Прямо с вокзала майор поспешил первым делом отметить командировку, а то однажды он забыл это сделать, и пришлось выкладывать изрядную сумму из собственного кармана. Поставив штамп о прибытии, он поехал на встречу с одним из деятелей творческого союза артистов-ветеранов цирка. Время и место были оговорены заранее. Его собеседником оказался старик лет под семьдесят, с хитрым прищуром небольших, глубоко посаженных глаз и открытой улыбкой.
— Не обращайте внимания на мои седины, у меня с головой все нормально, даже справка есть, — шуткой встретил его старик, протягивая руку.
Рукопожатие оказалось неожиданно крепким, да и сам бывший циркач внушал чуть ли не зависть своей подтянутостью и бодростью.
— А что вы хотите, — ответил старик, представившийся как Олег Васильевич, на комплимент Морозова, — я почти сорок лет выступал на арене цирка, был гимнастом, приходилось всегда поддерживать форму, привычка осталась и сейчас. Сорок минут каждое утро гимнастика, потом холодный душ, по вечерам горячая ванна. Кстати, рекомендую, снимает все стрессы.
Морозов не говорил, что подозревает некоего человека, возможно, циркача, в серии убийств. Опасался, что может сработать корпоративная солидарность, и Олег Васильевич не будет с ним до конца откровенным. Построил беседу так, будто его интересуют старые цирковые номера, сегодня уже сошедшие с манежей. Вот, скажем номер с метанием ножей…
— Как же, как же, помню! Да, его давно уже не работают. С одной стороны, ушли старые мастера, с другой — охрана труда не позволяет. А зрителя в этом номере привлекало не столько искусство метателя, сколько риск того, кто играл роль мишени.
— А вы не помните кого-нибудь из тех, кто работал, как вы выражаетесь, этот номер? — спросил Морозов.
— Как же, как же, конечно! — Олег Васильевич уже пребывал в блаженной стихии воспоминаний. Только они у него и остались от далекой и долгой жизни на арене цирка. Он бы день и ночь рассказывал о разных артистах, об их номерах, да вот в последнее время слушателей почти не стало, и визит Морозова был для старого артиста как манна небесная.
— Их было несколько… — начал он.
— Меня интересуют те, кто работал этот номер в середине и конце семидесятых, — прервал его Морозов, понимая, что если не направлять старика, тот прочтет целую лекцию об истории циркового искусства.
— В середине… — смущенно пробормотал Олег Васильевич. — Постойте, постойте, это не так-то просто… даже с такой памятью, как у меня. — Он задумался минут на пять, потом вдруг хлопнул себя по колену и воскликнул: — Ай да Олег, ай да сукин сын, ведь вспомнил все-таки! Такой номер работался в одной передвижке, она моталась где-то по районам Средней Азии. Работал его старик-кореец… Или китаец?.. В общем, не наш, там таких много прижилось. Его сманивали в лучшие цирковые коллективы, потому что номер к тому времени был уже очень редкий, но ничего не получалось. По-моему, причина была в его прошлом. Вставали на пути органы внутренних дел. Ну, знаете, это вроде невыездного артиста. Ляпнет человек что-нибудь по пьянке про любимого генсека, его раз — и в список невыездных. Вы молоды, вы, наверное, не помните этого.
Олег Васильевич не знал, что его собеседник сам из органов, что и ему приходилось иметь дело с невыездными. Морозов представился старику сотрудником института культуры, который собирает материал для диссертации.

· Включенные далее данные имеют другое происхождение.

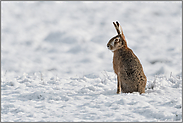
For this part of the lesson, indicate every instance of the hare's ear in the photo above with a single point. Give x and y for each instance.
(120, 30)
(117, 28)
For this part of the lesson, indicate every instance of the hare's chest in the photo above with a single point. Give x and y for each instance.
(117, 63)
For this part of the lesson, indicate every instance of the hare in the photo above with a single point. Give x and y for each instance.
(126, 65)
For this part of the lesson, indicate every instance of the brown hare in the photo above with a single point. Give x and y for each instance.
(126, 65)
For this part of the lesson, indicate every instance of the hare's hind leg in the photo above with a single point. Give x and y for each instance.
(118, 85)
(141, 89)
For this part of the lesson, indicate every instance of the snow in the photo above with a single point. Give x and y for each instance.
(55, 65)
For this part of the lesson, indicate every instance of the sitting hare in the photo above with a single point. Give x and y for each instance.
(126, 65)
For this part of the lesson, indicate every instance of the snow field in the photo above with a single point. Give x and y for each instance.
(55, 65)
(89, 98)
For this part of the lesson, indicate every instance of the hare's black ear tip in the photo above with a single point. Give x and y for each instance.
(117, 23)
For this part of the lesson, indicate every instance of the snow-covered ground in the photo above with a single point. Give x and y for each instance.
(55, 65)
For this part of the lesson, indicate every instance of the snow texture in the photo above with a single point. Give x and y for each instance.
(55, 65)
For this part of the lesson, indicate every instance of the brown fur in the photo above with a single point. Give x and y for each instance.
(126, 65)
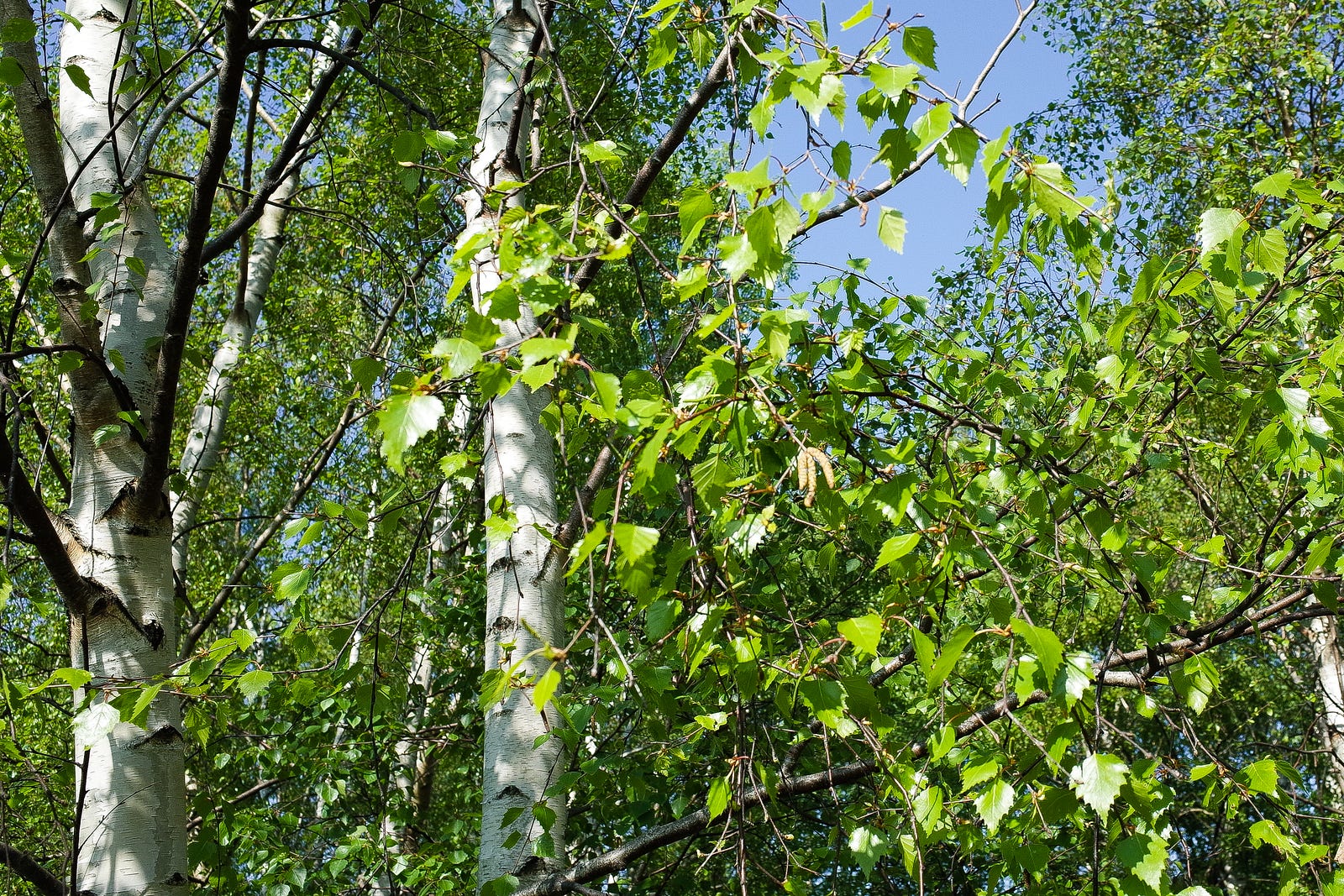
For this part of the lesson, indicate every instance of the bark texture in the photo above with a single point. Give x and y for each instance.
(524, 598)
(131, 837)
(1323, 634)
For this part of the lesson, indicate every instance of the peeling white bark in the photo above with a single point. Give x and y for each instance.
(132, 835)
(524, 606)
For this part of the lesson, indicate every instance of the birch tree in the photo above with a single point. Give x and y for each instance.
(792, 579)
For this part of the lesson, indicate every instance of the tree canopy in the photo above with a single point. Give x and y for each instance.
(427, 469)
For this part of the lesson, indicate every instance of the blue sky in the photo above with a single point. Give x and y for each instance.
(938, 210)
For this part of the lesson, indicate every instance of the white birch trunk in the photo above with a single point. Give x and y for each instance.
(1323, 634)
(201, 453)
(524, 606)
(131, 835)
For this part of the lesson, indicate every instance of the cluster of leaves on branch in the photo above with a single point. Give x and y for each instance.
(1000, 589)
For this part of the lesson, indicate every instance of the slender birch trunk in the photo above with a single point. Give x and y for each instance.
(524, 600)
(208, 419)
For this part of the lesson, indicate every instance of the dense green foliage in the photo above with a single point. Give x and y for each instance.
(1005, 589)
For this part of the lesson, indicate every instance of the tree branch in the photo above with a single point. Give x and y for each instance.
(150, 490)
(49, 532)
(279, 168)
(714, 78)
(371, 76)
(620, 857)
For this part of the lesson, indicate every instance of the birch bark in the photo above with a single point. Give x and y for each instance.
(524, 600)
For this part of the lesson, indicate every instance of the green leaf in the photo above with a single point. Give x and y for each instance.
(859, 18)
(600, 150)
(864, 633)
(407, 147)
(78, 78)
(1260, 777)
(633, 540)
(365, 372)
(737, 257)
(1146, 857)
(1274, 184)
(1045, 644)
(407, 418)
(721, 794)
(1216, 226)
(842, 159)
(869, 846)
(443, 141)
(995, 802)
(608, 389)
(933, 125)
(891, 228)
(253, 683)
(920, 45)
(895, 547)
(293, 584)
(1097, 781)
(1267, 832)
(891, 81)
(952, 651)
(958, 152)
(750, 181)
(543, 348)
(495, 688)
(461, 355)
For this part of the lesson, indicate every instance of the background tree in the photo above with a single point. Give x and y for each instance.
(859, 589)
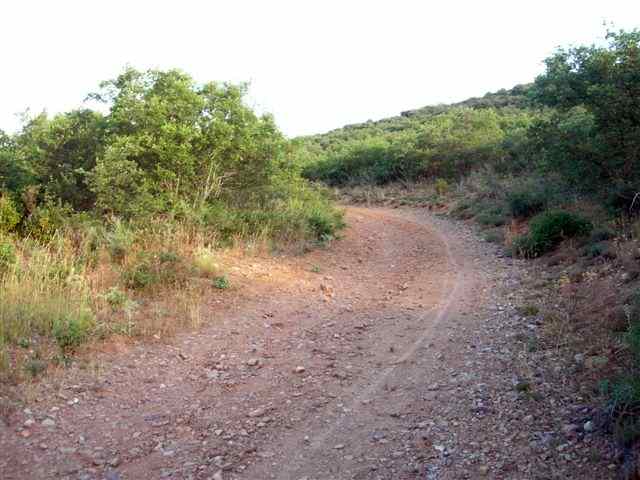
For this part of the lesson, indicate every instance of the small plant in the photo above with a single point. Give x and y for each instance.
(116, 298)
(205, 262)
(119, 241)
(528, 310)
(47, 219)
(441, 186)
(601, 234)
(35, 366)
(221, 283)
(491, 219)
(595, 250)
(140, 274)
(7, 257)
(9, 215)
(525, 203)
(548, 229)
(72, 329)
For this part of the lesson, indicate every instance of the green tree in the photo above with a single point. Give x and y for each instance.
(594, 139)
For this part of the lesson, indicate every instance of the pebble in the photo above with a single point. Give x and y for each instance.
(48, 422)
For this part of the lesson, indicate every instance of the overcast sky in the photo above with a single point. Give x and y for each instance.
(316, 65)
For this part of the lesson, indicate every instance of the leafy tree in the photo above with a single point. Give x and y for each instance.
(61, 152)
(594, 138)
(188, 141)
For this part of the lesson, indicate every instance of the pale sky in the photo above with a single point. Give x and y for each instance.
(316, 65)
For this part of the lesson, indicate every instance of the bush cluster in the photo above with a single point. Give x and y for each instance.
(548, 229)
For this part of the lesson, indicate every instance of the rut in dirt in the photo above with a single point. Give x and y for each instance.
(379, 367)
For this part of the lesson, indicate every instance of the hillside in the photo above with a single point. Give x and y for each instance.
(550, 171)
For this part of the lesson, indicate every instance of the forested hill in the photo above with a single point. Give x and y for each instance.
(517, 97)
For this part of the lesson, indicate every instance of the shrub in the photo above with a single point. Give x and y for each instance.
(47, 219)
(166, 268)
(70, 330)
(221, 282)
(116, 298)
(601, 234)
(119, 241)
(525, 203)
(7, 257)
(491, 219)
(548, 229)
(9, 215)
(441, 186)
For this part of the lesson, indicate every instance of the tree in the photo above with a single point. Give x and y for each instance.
(594, 139)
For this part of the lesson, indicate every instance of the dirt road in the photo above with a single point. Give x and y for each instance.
(395, 359)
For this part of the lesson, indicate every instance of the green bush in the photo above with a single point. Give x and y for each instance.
(47, 219)
(525, 203)
(119, 240)
(548, 229)
(71, 330)
(9, 215)
(140, 274)
(601, 234)
(221, 282)
(7, 256)
(164, 268)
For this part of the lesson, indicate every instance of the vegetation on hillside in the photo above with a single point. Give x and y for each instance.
(98, 210)
(556, 162)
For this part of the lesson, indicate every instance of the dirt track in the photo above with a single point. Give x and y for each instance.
(393, 362)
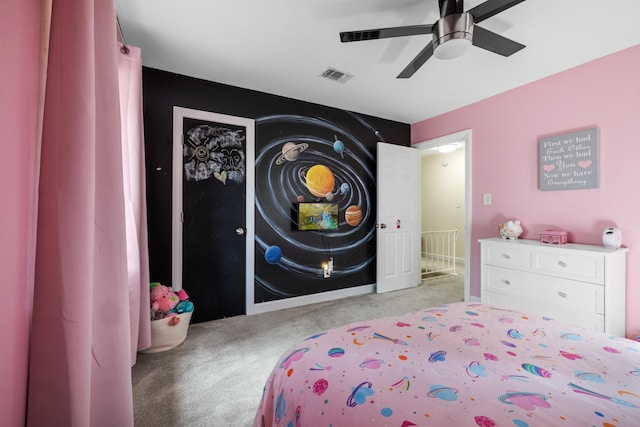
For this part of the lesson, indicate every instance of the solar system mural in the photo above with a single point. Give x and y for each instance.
(312, 161)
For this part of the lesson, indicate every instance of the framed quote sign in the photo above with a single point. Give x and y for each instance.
(569, 161)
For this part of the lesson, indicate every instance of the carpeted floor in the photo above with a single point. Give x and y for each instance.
(216, 377)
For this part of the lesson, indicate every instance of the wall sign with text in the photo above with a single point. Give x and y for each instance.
(569, 161)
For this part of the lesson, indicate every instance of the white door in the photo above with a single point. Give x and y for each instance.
(398, 228)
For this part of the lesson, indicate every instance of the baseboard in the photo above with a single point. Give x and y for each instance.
(265, 307)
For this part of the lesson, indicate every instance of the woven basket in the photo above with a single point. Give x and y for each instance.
(165, 335)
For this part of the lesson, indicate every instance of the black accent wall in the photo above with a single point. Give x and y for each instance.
(342, 142)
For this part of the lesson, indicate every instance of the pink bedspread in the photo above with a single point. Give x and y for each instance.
(456, 365)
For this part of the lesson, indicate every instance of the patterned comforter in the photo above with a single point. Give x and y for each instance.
(461, 364)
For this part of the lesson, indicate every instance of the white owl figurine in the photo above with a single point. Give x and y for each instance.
(510, 229)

— А вам самому приходилось видеть его в работе? — спросил он у Олега Васильевича.
— Нет, — покачал тот головой, — мне только рассказывали об этом номере. Понимаете, если бы он работал в нормальном коллективе… Цирковые программы тасовались, но из той передвижки трудно было попасть в колоду, тем более невыездному. А туда, к азиатам, никто из нормальных артистов ехать не хотел.